Her debut album, When Will It Be Me was released in September 2002 in Japan. The album wasn't released in the United States due to record label issues.

In early 2005, she appeared on an in-show music competition on the UPN TV series Half & Half called "The Half & Half FastTrak" as one of five finalists selected by Jimmy Jam and Terry Lewis. Sulieman didn't win, and she earned the role of Chiffon in the touring musical Little Shop of Horrors later that year.

In August 2006, when Karla Cheatham Mosley announced that she was leaving the Discovery Kids children's television series Hi-5 to pursue other interests, Sulieman took over her place.

In 2009, she signed with Strictly Rhythm/Defected Records and has recorded a few dance singles with various DJs. She has released three singles, Ready Or Not, Gone and Rise to date on the label. In 2012, she joined Erik Machado ( Alias Rhythm) as a duo titled Rose Rouge and they released an EP called "Steady."

In 2014, she joined the cast of Broadway's Beautiful: The Carole King Musical as part of the ensemble. She also appears on the cast recording which was released on May 13, 2014 which won a Grammy-award the following year.

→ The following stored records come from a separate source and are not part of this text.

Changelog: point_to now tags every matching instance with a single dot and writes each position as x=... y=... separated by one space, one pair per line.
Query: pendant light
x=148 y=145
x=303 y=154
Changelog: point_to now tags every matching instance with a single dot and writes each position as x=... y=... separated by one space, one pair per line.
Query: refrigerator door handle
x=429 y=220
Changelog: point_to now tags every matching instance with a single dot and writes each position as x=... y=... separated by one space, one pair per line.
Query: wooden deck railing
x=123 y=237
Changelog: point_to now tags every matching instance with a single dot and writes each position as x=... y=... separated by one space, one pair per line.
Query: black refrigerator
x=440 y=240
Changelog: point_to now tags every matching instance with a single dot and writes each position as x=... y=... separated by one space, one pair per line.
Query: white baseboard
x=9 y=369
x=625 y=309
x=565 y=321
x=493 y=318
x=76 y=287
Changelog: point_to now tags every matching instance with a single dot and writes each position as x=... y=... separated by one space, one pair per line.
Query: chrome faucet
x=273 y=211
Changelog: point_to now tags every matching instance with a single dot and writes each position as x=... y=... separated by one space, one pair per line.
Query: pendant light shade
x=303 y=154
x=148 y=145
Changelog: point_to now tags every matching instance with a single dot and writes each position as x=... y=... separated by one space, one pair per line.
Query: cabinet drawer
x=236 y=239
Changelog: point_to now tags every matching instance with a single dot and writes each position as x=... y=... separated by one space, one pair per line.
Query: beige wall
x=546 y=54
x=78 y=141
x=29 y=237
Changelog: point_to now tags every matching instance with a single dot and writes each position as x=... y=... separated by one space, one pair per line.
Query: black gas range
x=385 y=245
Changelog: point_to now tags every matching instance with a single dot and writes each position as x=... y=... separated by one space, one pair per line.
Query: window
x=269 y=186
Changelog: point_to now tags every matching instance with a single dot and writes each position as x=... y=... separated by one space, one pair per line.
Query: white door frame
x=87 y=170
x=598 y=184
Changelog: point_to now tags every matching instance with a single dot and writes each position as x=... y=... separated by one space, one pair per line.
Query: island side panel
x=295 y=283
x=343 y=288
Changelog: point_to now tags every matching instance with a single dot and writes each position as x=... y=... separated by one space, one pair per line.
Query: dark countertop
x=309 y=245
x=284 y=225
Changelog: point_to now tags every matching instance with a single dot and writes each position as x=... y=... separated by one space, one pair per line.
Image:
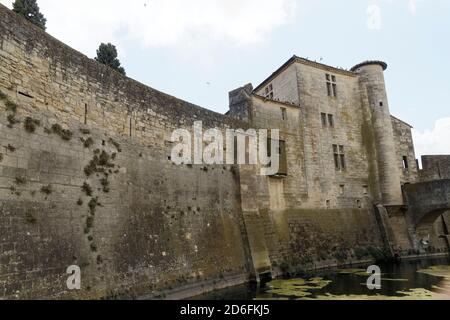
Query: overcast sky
x=198 y=50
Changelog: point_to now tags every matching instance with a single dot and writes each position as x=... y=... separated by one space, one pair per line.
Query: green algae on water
x=437 y=271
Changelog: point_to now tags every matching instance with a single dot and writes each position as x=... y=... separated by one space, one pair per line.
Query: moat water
x=407 y=280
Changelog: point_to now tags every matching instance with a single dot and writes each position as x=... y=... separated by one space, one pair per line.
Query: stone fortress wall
x=86 y=178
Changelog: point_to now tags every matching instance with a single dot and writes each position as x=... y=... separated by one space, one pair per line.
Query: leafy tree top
x=107 y=54
x=29 y=9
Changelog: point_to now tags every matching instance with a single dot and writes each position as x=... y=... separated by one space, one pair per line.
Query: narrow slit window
x=331 y=120
x=339 y=157
x=405 y=163
x=331 y=85
x=284 y=114
x=85 y=113
x=269 y=91
x=365 y=190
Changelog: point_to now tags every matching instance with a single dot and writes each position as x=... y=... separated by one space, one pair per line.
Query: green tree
x=29 y=9
x=107 y=54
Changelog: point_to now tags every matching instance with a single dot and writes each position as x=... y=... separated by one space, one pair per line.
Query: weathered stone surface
x=142 y=225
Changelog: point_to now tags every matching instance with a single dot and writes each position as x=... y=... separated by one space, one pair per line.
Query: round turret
x=371 y=76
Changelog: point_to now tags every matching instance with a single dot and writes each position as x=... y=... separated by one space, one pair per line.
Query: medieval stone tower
x=371 y=77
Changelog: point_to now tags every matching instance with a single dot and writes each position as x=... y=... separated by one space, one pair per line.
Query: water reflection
x=417 y=280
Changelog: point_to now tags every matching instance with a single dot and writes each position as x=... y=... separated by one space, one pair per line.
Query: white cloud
x=83 y=24
x=435 y=141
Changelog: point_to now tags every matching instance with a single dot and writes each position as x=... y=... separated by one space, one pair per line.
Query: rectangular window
x=282 y=169
x=336 y=157
x=284 y=114
x=331 y=120
x=331 y=85
x=324 y=119
x=365 y=190
x=269 y=91
x=283 y=159
x=339 y=157
x=342 y=157
x=405 y=163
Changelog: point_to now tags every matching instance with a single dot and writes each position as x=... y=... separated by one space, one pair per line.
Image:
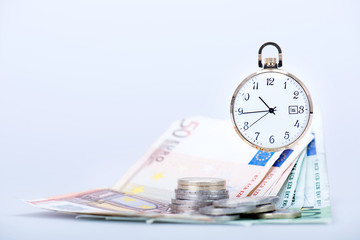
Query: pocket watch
x=271 y=109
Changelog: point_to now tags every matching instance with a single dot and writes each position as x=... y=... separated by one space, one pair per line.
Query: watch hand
x=264 y=102
x=258 y=120
x=271 y=110
x=255 y=112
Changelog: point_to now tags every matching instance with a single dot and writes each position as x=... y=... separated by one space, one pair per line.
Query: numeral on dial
x=296 y=94
x=257 y=135
x=287 y=135
x=247 y=97
x=297 y=124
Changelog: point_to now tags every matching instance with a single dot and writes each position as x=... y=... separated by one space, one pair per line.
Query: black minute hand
x=258 y=119
x=255 y=112
x=264 y=102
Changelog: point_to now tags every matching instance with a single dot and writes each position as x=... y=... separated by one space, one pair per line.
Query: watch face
x=271 y=109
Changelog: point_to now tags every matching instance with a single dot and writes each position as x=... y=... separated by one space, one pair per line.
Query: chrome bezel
x=306 y=93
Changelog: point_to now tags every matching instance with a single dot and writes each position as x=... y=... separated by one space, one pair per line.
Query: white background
x=87 y=86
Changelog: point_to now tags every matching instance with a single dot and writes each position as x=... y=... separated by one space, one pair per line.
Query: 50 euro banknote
x=197 y=146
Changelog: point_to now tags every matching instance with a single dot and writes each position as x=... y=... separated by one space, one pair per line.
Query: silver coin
x=280 y=213
x=202 y=192
x=183 y=207
x=201 y=181
x=236 y=202
x=188 y=211
x=214 y=211
x=192 y=202
x=201 y=197
x=262 y=209
x=202 y=188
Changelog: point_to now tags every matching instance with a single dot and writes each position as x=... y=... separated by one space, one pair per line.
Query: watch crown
x=270 y=63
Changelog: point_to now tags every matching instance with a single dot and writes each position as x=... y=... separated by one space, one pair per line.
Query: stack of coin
x=249 y=207
x=194 y=193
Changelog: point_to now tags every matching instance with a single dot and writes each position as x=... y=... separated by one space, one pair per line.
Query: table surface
x=87 y=86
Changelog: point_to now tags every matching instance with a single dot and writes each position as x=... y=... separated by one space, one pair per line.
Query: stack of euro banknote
x=205 y=147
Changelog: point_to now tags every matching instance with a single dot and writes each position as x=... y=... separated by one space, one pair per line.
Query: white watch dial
x=271 y=110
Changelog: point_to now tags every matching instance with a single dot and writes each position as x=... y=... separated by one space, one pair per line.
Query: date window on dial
x=293 y=110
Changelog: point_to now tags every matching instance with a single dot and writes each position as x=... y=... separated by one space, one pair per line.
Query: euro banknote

In 2017, she released a new single with Sonny Fodera called "Caught Up" on February 17, 2017.

===Influences===
Her influences include Whitney Houston, Toni Braxton, Michael Jackson, Mariah Carey, Luther Vandross, opera, alternative, rock, pop, reggae and traditional Hawaiian music.

==Discography==
===Albums===
- "When Will It Be Me" (2002) (September 2, 2002)

===EPs===
- "Steady" (as Rose Rouge with Erik Machado a.k.a. Alias Rhythm) (September 25, 2012)

===Singles===
- "Love Is On the Way"/"You Don't Have to Cry" (January 4, 1999)
- "Blue Jeans" (April 23, 2002)
- "Ready Or Not" (June 23, 2009)
- "Gone" (November 18, 2009)
- "Rise" (w/Danism) (July 12, 2011)

===Collaborations===
- "Glad I Found You" (w/DJ Gomi) (December 12, 2007)
- "Everything" (with DJ Gomi) (August 2, 2008)
- "Sun Will Shine" (w/Studio Apartment) (February 9, 2009)
- "Tell U Y" (w/ATFC) (March 17, 2009)
- "When We're Together" (w/Morjac & Fred Falke) (April 10, 2009)
- "Love" (w/Sandy Rivera) (March 28, 2011)
- "Whatever May Come" (w/My Digital Enemy & Jason Chance) (May 21, 2012)
- "Set Me Free" (with Maxime Zarcone) (July 25, 2012)
- "We Are Tomorrow" (with Pete Tha Zouk & Deepblue) (August 19, 2012)
- "Loving You" (with Kenny Summit & Director's Cut) (October 29, 2012)
- "Say My Name" (with Copyright) (April 26, 2013)
- "Caught Up" (with Sonny Fodera) (February 17, 2017)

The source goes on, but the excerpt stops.